Die Grundschule soll für alle offen sein. „Verschiedenheit ist kein Problem, sondern eine Ressource“, so Markus Althoff, Abteilungsleiter für Primarbildung bei der Stiftung und Schulleiter der Evangelischen Grundschule Mahlow. Das Stichwort lautet Inklusion. Ein weiterer Pfeiler, auf dem das Konzept beruht: Freiheit. „Sie ist ein zweischneidiges Schwert in der Pädagogik“, dessen ist sich Althoff bewusst. „Die Kinder können sich entfalten, wenn sie ihre Potenziale, die jeder einzelne mitbringt, frei entwickeln.“ Lerngruppen und keine Noten Konkret sieht das so aus: Es soll keine Einzelstunden, sondern Zeitblöcke á 90 Minuten geben mit Pausen für Frühstück oder Mittag. Die Lehrinhalte orientieren sich dabei an den Rahmenplänen des Landes Brandenburgs, so dass die Grundlagen für die weiterführende Schule sichergestellt sind. Betreut werden die Kinder den ganzen Tag von 7. 30 Uhr bis 17 Uhr. Erzieher und Lehrer würden dabei ganz eng verzahnt miteinander arbeiten. Auch Arbeitsgemeinschaften werde es geben – vom Hort oder externen Kooperationspartnern. Jeden Montag soll dann Zeit fürs gemeinsame Beten oder Singen sein. Zensuren gäbe es aber bis zur vierten Klasse keine, so Althoff. Seit 2004 würde die Stiftung mit sogenannten Lernentwicklungsgesprächen, an denen die Eltern auch teilnehmen, sehr gut arbeiten. Die Schüler lernen darin, sich selbst zu reflektieren. Lerngruppen und Klasse – das seien Begriffe, die man synonym verwendet, so Althoff. Die Klassengrößen liegen bei höchstens 26 Kindern, gestartet wird einzügig. Ein Schulgeld müsse erhoben werden, das sozial gestaffelt ist. Der Mindestbeitrag für ein Kind würde im Monat bei 27 Euro liegen. Zum Lehrermangel konnte Kraetzig beruhigen: „Die Bewerbersituation von Lehrern ist sehr gut“, versicherte er . Auch die Anbindung an den Verkehr werde sichergestellt und die Verbindung mit dem Powerbus ausgeweitet, das habe man bei der Wahl des Standortes schon berücksichtigt, meldete sich Bürgermeisterin Manuela Saß (CDU) zu Wort. So soll es beispielsweise auch einen „Kids&Ride“-Parkplatz geben. Bedenken gab es bezüglich der vorbeifahrenden Autos. Derzeit würden diese in der Tempo 50-Zone weitaus schneller fahren. Saß verwies dazu auf den Bauausschuss, der am 13. Juni stattfindet. Für möglich halte sie einen Kreisverkehr, der die Situation entschärfen könnte, so Saß.
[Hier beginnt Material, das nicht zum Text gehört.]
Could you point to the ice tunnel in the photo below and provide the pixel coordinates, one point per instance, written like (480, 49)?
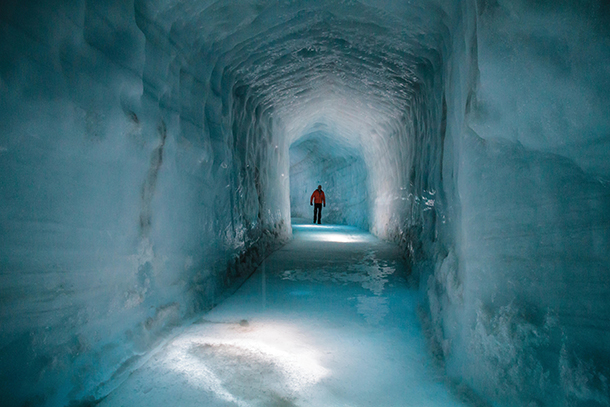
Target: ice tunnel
(151, 152)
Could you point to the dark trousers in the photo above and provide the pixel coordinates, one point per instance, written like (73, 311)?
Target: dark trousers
(317, 213)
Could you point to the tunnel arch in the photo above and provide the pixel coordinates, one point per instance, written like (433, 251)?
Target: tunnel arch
(143, 146)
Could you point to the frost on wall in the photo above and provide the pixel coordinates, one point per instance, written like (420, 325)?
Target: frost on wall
(526, 324)
(123, 208)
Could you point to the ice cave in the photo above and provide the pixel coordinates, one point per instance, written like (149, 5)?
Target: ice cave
(157, 159)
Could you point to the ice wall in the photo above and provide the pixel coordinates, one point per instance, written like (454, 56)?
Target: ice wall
(124, 204)
(519, 300)
(145, 161)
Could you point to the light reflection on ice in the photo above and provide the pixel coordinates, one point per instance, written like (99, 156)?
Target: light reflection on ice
(212, 357)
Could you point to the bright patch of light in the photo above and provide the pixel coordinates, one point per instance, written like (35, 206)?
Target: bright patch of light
(331, 233)
(277, 351)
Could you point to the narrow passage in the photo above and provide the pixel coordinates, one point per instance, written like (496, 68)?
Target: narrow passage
(328, 320)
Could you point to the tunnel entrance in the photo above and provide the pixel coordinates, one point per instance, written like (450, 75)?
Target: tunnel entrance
(318, 158)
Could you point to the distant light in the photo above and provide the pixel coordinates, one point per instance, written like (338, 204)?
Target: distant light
(331, 233)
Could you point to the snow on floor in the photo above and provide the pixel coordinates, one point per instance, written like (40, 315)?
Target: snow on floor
(328, 320)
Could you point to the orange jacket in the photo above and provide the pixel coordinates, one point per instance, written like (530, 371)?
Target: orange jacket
(318, 197)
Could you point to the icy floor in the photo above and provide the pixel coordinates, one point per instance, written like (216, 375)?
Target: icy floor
(328, 320)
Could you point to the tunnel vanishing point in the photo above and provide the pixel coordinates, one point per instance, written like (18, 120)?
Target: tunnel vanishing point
(152, 152)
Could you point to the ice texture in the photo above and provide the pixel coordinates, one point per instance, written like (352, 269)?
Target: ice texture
(151, 153)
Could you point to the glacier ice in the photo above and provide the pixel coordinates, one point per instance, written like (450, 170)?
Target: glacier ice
(152, 153)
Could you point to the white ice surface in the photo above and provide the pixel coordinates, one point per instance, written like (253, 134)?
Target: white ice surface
(328, 320)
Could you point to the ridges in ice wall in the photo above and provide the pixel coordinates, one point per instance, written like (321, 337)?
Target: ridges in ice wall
(119, 211)
(518, 309)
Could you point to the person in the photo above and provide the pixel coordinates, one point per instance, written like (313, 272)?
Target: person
(318, 199)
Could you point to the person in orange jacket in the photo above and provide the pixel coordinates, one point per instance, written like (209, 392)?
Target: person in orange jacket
(318, 198)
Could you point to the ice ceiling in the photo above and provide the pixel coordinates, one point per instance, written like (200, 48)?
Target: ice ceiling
(152, 151)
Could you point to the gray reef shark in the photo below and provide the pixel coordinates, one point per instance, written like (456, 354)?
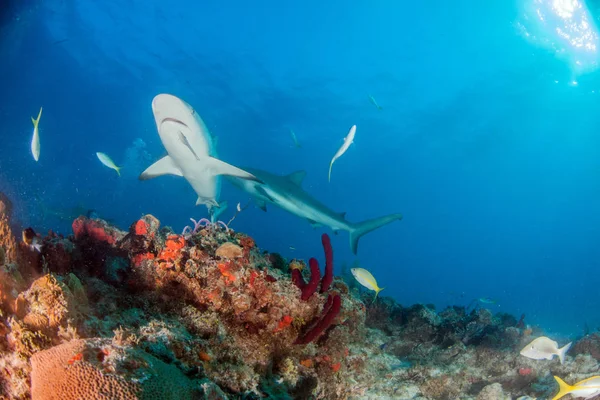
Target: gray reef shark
(286, 192)
(190, 150)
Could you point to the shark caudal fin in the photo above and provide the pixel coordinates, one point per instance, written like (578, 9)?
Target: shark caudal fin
(562, 351)
(362, 228)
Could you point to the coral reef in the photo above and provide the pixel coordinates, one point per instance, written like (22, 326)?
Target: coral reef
(149, 313)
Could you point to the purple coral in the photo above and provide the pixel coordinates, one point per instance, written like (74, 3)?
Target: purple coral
(308, 289)
(330, 311)
(202, 223)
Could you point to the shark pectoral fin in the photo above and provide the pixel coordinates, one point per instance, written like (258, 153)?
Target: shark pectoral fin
(297, 177)
(264, 193)
(261, 204)
(362, 228)
(208, 202)
(314, 224)
(164, 166)
(216, 212)
(218, 167)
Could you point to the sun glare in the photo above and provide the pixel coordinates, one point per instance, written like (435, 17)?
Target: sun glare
(565, 26)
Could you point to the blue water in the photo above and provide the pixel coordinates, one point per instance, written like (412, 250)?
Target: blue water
(488, 141)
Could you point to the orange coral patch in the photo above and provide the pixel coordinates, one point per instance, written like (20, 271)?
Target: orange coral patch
(141, 228)
(173, 245)
(247, 242)
(253, 276)
(76, 357)
(225, 269)
(284, 323)
(139, 258)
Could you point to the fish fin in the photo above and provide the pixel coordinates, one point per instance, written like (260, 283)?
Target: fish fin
(563, 388)
(208, 202)
(216, 212)
(362, 228)
(563, 351)
(164, 166)
(264, 193)
(218, 167)
(261, 204)
(297, 177)
(36, 121)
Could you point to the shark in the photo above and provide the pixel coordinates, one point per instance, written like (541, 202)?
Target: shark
(191, 152)
(286, 192)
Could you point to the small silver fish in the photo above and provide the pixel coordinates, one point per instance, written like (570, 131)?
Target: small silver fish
(187, 144)
(544, 348)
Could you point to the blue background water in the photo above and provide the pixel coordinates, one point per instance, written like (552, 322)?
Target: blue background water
(488, 141)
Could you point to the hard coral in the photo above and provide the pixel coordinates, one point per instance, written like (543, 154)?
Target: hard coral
(74, 371)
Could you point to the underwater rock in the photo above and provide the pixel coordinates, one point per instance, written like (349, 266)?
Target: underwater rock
(589, 344)
(5, 205)
(229, 250)
(215, 325)
(97, 369)
(8, 243)
(493, 392)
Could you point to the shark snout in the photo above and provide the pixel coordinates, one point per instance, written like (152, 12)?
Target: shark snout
(168, 108)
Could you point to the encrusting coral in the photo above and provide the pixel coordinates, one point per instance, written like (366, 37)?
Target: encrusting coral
(149, 313)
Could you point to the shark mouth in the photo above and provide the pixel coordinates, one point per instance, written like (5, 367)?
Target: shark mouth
(168, 119)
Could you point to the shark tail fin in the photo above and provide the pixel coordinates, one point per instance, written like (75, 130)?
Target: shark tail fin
(562, 351)
(36, 121)
(362, 228)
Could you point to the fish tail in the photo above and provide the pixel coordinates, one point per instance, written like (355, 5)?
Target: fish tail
(37, 120)
(362, 228)
(563, 388)
(562, 351)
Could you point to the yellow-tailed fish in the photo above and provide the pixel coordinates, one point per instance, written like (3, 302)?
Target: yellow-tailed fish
(348, 140)
(586, 388)
(104, 159)
(35, 140)
(295, 139)
(365, 278)
(544, 348)
(375, 103)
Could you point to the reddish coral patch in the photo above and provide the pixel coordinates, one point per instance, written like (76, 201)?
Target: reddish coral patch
(284, 323)
(141, 228)
(247, 242)
(139, 258)
(525, 371)
(225, 269)
(76, 357)
(173, 245)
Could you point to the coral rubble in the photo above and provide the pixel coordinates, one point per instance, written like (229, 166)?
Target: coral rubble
(148, 313)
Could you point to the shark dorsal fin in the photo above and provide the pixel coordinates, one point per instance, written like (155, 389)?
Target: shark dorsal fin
(297, 177)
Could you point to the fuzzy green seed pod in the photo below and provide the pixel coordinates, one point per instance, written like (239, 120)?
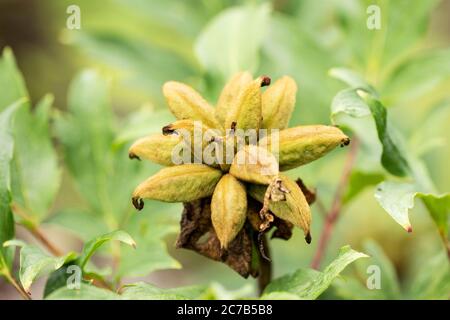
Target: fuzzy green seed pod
(157, 148)
(294, 208)
(246, 112)
(182, 183)
(278, 102)
(254, 164)
(303, 144)
(230, 94)
(228, 209)
(186, 103)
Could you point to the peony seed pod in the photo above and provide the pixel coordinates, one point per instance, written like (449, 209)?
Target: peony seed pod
(294, 208)
(246, 112)
(278, 102)
(303, 144)
(230, 94)
(228, 209)
(156, 148)
(182, 183)
(186, 103)
(254, 164)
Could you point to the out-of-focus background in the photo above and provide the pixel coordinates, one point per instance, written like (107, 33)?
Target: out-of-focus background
(138, 45)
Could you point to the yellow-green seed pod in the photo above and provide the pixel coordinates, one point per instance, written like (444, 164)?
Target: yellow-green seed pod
(254, 164)
(230, 94)
(186, 103)
(246, 112)
(294, 208)
(278, 102)
(157, 148)
(182, 183)
(228, 209)
(303, 144)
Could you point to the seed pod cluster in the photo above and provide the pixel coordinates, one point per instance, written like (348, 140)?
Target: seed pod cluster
(236, 198)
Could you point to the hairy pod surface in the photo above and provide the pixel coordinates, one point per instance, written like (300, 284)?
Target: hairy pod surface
(278, 102)
(230, 94)
(254, 164)
(157, 148)
(182, 183)
(186, 103)
(228, 209)
(294, 208)
(303, 144)
(246, 112)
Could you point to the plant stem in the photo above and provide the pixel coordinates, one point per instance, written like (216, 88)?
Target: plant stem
(16, 285)
(35, 230)
(265, 275)
(333, 214)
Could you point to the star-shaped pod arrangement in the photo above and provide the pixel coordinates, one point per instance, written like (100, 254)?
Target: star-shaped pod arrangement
(231, 183)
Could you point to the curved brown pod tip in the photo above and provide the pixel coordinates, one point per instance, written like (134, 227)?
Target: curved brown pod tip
(132, 155)
(308, 238)
(138, 203)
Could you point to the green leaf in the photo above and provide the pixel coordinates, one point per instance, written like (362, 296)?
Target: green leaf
(86, 292)
(397, 198)
(432, 280)
(35, 176)
(309, 284)
(357, 103)
(392, 159)
(87, 143)
(137, 58)
(352, 78)
(231, 41)
(6, 154)
(359, 180)
(149, 232)
(145, 291)
(83, 224)
(389, 281)
(353, 288)
(280, 296)
(438, 207)
(93, 245)
(349, 102)
(11, 80)
(35, 263)
(57, 279)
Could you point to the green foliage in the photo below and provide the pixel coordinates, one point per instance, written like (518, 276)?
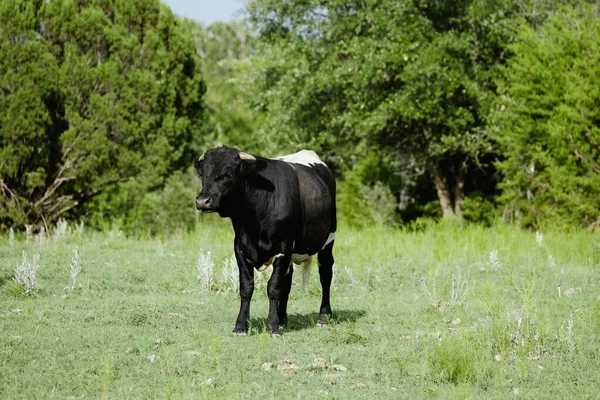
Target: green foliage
(549, 121)
(363, 198)
(413, 79)
(92, 95)
(224, 47)
(136, 210)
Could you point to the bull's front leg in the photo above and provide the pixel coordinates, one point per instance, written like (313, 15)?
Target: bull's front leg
(246, 290)
(278, 291)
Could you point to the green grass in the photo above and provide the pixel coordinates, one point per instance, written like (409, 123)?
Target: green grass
(417, 315)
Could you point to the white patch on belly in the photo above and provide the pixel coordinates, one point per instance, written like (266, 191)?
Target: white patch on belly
(300, 258)
(270, 262)
(304, 157)
(330, 239)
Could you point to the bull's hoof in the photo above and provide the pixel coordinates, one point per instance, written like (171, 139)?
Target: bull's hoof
(324, 320)
(237, 331)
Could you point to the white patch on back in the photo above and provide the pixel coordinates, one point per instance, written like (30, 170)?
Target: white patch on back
(304, 157)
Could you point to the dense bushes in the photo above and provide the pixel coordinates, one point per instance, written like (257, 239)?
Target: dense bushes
(96, 97)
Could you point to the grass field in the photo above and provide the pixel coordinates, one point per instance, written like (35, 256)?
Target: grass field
(445, 313)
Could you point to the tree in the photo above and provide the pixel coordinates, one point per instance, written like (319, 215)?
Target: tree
(549, 120)
(95, 95)
(413, 79)
(224, 47)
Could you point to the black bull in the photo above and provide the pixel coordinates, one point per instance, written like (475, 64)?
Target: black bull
(282, 211)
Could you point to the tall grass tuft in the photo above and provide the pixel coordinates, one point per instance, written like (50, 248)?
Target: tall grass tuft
(74, 270)
(453, 361)
(206, 267)
(231, 277)
(26, 274)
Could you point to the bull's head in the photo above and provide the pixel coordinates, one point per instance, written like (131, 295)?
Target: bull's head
(223, 171)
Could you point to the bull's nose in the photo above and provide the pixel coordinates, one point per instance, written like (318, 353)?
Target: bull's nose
(203, 203)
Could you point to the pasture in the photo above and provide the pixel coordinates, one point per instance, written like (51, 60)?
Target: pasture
(444, 312)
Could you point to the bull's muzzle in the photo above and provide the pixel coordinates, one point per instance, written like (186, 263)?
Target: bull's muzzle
(204, 204)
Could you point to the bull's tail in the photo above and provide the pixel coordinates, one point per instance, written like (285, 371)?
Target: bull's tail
(306, 273)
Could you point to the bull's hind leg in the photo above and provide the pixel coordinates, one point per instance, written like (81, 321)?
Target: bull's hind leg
(325, 274)
(286, 289)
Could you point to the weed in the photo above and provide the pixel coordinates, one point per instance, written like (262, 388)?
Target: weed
(26, 274)
(494, 260)
(74, 270)
(61, 230)
(206, 268)
(231, 277)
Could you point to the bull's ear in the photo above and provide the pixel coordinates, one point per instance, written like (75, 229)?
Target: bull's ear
(252, 167)
(198, 164)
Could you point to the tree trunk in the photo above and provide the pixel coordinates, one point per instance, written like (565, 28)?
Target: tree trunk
(443, 193)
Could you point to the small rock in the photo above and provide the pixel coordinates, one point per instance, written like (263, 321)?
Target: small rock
(286, 367)
(339, 367)
(267, 366)
(209, 382)
(320, 363)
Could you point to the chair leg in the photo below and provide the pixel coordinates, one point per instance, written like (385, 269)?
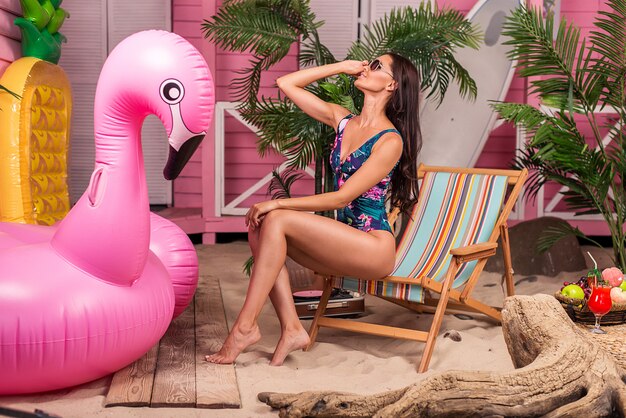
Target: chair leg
(319, 312)
(438, 318)
(506, 255)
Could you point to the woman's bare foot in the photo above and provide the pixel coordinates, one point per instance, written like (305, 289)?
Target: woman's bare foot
(289, 341)
(235, 343)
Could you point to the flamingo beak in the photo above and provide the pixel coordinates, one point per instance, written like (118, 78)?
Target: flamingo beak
(183, 143)
(178, 158)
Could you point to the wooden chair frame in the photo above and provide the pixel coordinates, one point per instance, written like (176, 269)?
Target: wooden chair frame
(449, 298)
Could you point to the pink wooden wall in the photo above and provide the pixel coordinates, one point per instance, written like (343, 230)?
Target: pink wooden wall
(194, 190)
(243, 166)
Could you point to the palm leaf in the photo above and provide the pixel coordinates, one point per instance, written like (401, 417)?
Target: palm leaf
(280, 185)
(428, 37)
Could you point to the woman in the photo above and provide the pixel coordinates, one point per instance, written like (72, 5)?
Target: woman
(370, 149)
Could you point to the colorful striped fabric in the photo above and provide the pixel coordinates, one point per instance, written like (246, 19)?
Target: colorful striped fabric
(454, 210)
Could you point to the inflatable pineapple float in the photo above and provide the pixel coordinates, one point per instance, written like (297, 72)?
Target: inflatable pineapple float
(35, 121)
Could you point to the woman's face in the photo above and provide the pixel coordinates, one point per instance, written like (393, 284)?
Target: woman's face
(377, 76)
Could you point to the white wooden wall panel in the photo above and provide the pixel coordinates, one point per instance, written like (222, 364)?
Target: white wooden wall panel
(93, 30)
(82, 58)
(341, 20)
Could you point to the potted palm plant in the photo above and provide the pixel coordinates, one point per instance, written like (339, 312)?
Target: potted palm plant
(574, 78)
(427, 36)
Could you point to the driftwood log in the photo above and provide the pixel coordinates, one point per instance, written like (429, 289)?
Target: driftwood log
(560, 372)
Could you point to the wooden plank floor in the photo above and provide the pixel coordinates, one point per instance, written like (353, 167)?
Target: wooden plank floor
(173, 373)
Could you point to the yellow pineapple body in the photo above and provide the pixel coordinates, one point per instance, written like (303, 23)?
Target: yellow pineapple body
(34, 142)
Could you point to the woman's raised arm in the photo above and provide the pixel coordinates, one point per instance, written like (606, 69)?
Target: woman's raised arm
(293, 85)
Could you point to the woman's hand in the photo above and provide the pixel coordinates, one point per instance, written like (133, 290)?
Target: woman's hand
(352, 67)
(257, 212)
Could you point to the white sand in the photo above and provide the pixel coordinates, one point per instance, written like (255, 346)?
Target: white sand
(339, 361)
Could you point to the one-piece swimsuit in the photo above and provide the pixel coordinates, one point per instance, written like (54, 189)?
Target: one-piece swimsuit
(366, 212)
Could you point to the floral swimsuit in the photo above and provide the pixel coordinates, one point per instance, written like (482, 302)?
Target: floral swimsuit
(366, 212)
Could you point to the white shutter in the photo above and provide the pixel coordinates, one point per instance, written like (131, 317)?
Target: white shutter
(379, 8)
(125, 18)
(341, 20)
(82, 58)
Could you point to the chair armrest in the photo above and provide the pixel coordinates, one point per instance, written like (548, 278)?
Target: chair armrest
(474, 251)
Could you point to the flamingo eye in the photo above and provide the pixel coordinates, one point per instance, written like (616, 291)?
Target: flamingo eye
(172, 91)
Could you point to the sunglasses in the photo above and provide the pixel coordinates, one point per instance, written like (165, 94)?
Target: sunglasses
(377, 65)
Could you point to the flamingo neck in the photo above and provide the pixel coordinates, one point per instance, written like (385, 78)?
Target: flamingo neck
(107, 232)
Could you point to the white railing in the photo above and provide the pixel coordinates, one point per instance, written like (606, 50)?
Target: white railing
(233, 208)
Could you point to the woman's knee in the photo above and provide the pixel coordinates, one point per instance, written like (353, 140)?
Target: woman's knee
(275, 219)
(253, 239)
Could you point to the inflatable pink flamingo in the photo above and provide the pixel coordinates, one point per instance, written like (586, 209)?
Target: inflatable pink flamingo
(90, 297)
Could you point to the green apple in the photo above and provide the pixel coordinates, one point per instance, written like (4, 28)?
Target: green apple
(573, 291)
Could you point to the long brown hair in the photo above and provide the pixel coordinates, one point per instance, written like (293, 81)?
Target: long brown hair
(403, 111)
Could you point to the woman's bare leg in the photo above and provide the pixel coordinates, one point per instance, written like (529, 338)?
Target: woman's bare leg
(319, 243)
(293, 335)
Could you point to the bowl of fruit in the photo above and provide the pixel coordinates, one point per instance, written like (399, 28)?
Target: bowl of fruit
(574, 296)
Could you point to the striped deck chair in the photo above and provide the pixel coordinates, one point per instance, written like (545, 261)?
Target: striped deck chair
(452, 232)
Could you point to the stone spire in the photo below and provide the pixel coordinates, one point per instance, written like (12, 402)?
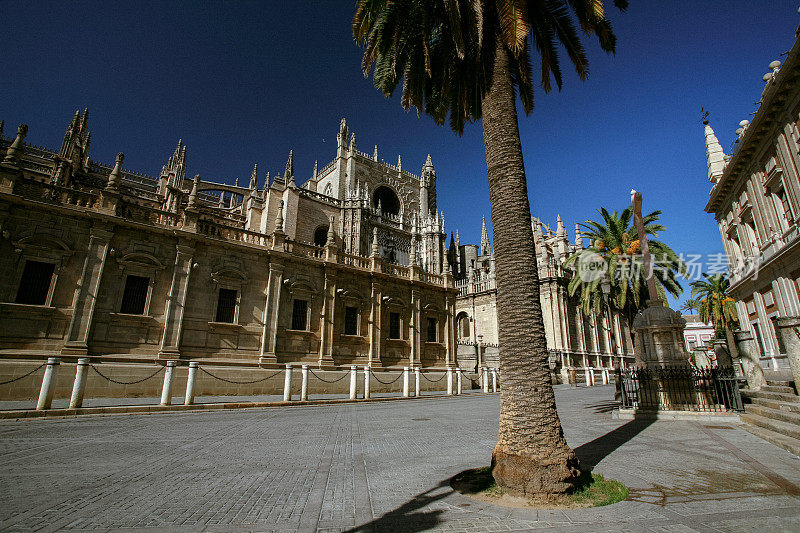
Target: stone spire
(288, 174)
(714, 154)
(114, 179)
(375, 248)
(17, 147)
(486, 248)
(192, 202)
(254, 178)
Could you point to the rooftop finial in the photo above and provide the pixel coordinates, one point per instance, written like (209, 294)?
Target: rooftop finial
(113, 178)
(715, 156)
(192, 202)
(15, 150)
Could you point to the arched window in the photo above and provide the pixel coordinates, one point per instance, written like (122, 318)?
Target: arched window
(462, 321)
(321, 235)
(388, 200)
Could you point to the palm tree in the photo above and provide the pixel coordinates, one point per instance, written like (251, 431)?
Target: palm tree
(616, 248)
(716, 306)
(691, 305)
(469, 59)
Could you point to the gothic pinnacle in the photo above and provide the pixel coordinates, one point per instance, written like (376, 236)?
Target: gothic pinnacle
(15, 150)
(114, 178)
(192, 202)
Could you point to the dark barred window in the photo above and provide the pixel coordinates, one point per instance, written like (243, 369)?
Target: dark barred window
(351, 320)
(394, 325)
(134, 297)
(226, 305)
(35, 283)
(432, 330)
(300, 315)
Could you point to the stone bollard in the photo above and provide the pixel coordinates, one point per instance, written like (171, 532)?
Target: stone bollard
(304, 383)
(353, 383)
(166, 390)
(48, 384)
(188, 399)
(79, 385)
(750, 357)
(287, 384)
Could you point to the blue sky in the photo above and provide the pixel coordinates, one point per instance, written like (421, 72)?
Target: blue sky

Generell zeigten sich die meisten Eltern begeistert von dem Konzept. „Ich freue mich auf so kompetente Pädagogen“, sagt Christoph Bischoff-Everding (53). Als er vor fünf Jahren aus Berlin nach Werder kam, war er von der Schullandschaft ernüchtert. Sein Sohn (9) geht derzeit auf die Waldorfschule in Werder. Auch Mutter Sybille Klemt (34) kann sich vorstellen, dass ihr fünfjähriger Sohn die Schule besucht. „Wenn es tatsächlich so ist, dass sie individuell auf die Kinder eingehen – ist das super. Ich wünsche mir, dass die Schule tatsächlich entsteht.“ Das pädagogische Konzept wird bis zum 30. September dieses Jahres beim Ministerium für Bildung, Jugend und Sport ( MBJS) eingereicht. Notwendig sind dafür rund 30 Unterschriften der Bürger, dass die Schule, gewünscht wird.